Eigentlich müßte man also die Schaltersymbole durch strichlierte Linien verbinden, um anzudeuten, welche
Kontaktsätze zusammengehören. Das erschwert aber die Übersicht noch mehr, so daß es besser ist, sich
auf die Wiedergabe des Schalterdiagrammes zu beschränken.
Der Eingangs-Umschalter besitzt acht Schaltstellungen. Stellung 1 bis 4 schalten mit den Kontaktsätzen A 5 und A 4 den
dynamischen Tonabnehmer ein. Gleichzeitig werden aber mit A 2 und A 3 Vorentzerrer umgeschaltet, die die verschiedenen
Schneidkennlinien korrigieren. Stellung 5 ist für Mikrofon vorgesehen, wobei A 2 und A 3 die Vorentzerrung abschalten.
Das Gleiche gilt für die Eingänge 6 bis 8, also für Tonband, UKW und AM-Rundfunk. In diesen drei Schaltstellungen
wird mit A 5 der Eingang der ersten Doppelröhre geerdet, um Übersprechen sicher zu unterbinden.

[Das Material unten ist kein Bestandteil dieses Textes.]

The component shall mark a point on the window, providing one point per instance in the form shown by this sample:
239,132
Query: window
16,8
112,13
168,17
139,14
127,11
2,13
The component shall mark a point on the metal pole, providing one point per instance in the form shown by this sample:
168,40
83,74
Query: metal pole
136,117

Gleichzeitig
schleust man die Tonspannung erst auf den Eingang der zweiten Doppeltriode (Kontaktsatz A 4), weil diese drei Quellen
Spannungen in der Größenordnung von einigen hundert Millivolt abgeben. Die Vorregler P 3 bis P 5 werden nur einmal
bei Inbetriebnahme eingestellt, und zwar so, daß alle Quellen ungefähr gleichen Pegel liefern.
Die eigentliche Lautstärke-Einstellung erfolgt mit dem Doppelpotentiometer P 1/P 2. Bei Mikrofonbetrieb ist P 2 wirksam.

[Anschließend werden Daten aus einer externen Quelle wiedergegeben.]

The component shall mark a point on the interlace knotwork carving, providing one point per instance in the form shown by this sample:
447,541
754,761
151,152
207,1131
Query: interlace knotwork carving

Die Regelung erfolgt vor der zweiten Röhre, um mit Sicherheit Übersteuerungen in dieser Stufe zu vermeiden, wenn
gelegentlich große Schallspitzen auftreten.

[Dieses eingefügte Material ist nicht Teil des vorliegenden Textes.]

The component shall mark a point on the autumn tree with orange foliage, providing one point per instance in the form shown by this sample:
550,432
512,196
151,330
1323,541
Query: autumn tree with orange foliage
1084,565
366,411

Bei allen übrigen Quellen wird mit P1 geregelt. Vor der dritten Röhre und demnach auch vor der Hauptentzerrung
zweigt der Ausgang für Magnetton-Aufnahme ab. Die Tonaufzeichnung erfolgt also unabhängig von der Einstellung der
Hauptentzerrer und des Lautstärkereglers. Das ist wichtig, wenn man z. B. ein Rundfunkprogramm mitschneiden will. Man
kann dann Klangfarbe und Lautstärke des Lautsprechers ganz nach Wunsch einstellen und unter Umständen auch
während der Darbietung verändern, ohne daß sich das auf die Bandaufnahme auswirkt. Die Vorentzerrer für
Schallplattenwiedergabe sind aber trotzdem wirksam, denn sie werden ja in jedem Fall zur Frequenzgang-Korrektur benötigt.
Die Hauptentzerrung erfolgt nicht mit Potentiometern, sondern in je fünf Stufen mit den Umschaltern B 1/B 2 und C 1/C 2.
Diese Abstufung ist für die Praxis völlig ausreichend. Obgleich sie wesentlich mehr Aufwand erfordert als
ähnliche Schaltungen, die mit Reglern arbeiten, wird sie hier wegen der genauen Reproduzierbarkeit bevorzugt. Mit B 2
werden durch Längskondensatoren die Tiefen geschwächt und beim Weiterdrehen durch B 1 mit Querkondensatoren
angehoben. C 2 unterdrückt Höhen nach Art einer Tonblende (Querkondensatoren), während kapazitiv
überbrückte Längswiderstände bei C 1 die hohen Töne anheben. Infolge der starken Gegenkopplung
liegen die Ausgangswiderstände des Verstärkers unter 5 kOhm, und zwar sowohl der Steuerausgang für den
Lautsprecherverstärker als auch der Tonbandausgang. Deshalb können auch längere Leitungen ohne
Höhenverlust angeschlossen werden.
Einige Besonderheiten zeigt das Netzteil. Der mit dem Lautstärkeregler gekuppelte Netzschalter ist entstört, um
Schaltgeräusche zu unterdrücken, die gerade bei Breitbandwiedergabe ungemein stören. Über den
Hauptschalter sind noch zwei weitere Netzausgänge geführt, an die z. B. der Lautsprecherverstärker und Band-
oder Plattenspieler angeschlossen werden können.
Für alle Röhren ist Gleichstromheizung vorgesehen; die Heizfäden liegen in Serie um hochohmigere
Verhältnisse zu erhalten und deshalb mit kleinen Siebkapazitäten (je 100 µF) auszukommen. Im Anodenspannungsteil
bewirkt eine weitere Doppeltriode eine elektronische Stabilisierung, denn bei breitem Frequenzband können sogar
Netzstöße zur Übersteuerung der Endstufe führen. Die als Kapazität geschaltete Röhre
entspricht in ihrer Wirkung einem Kondensator von 10 000 µF.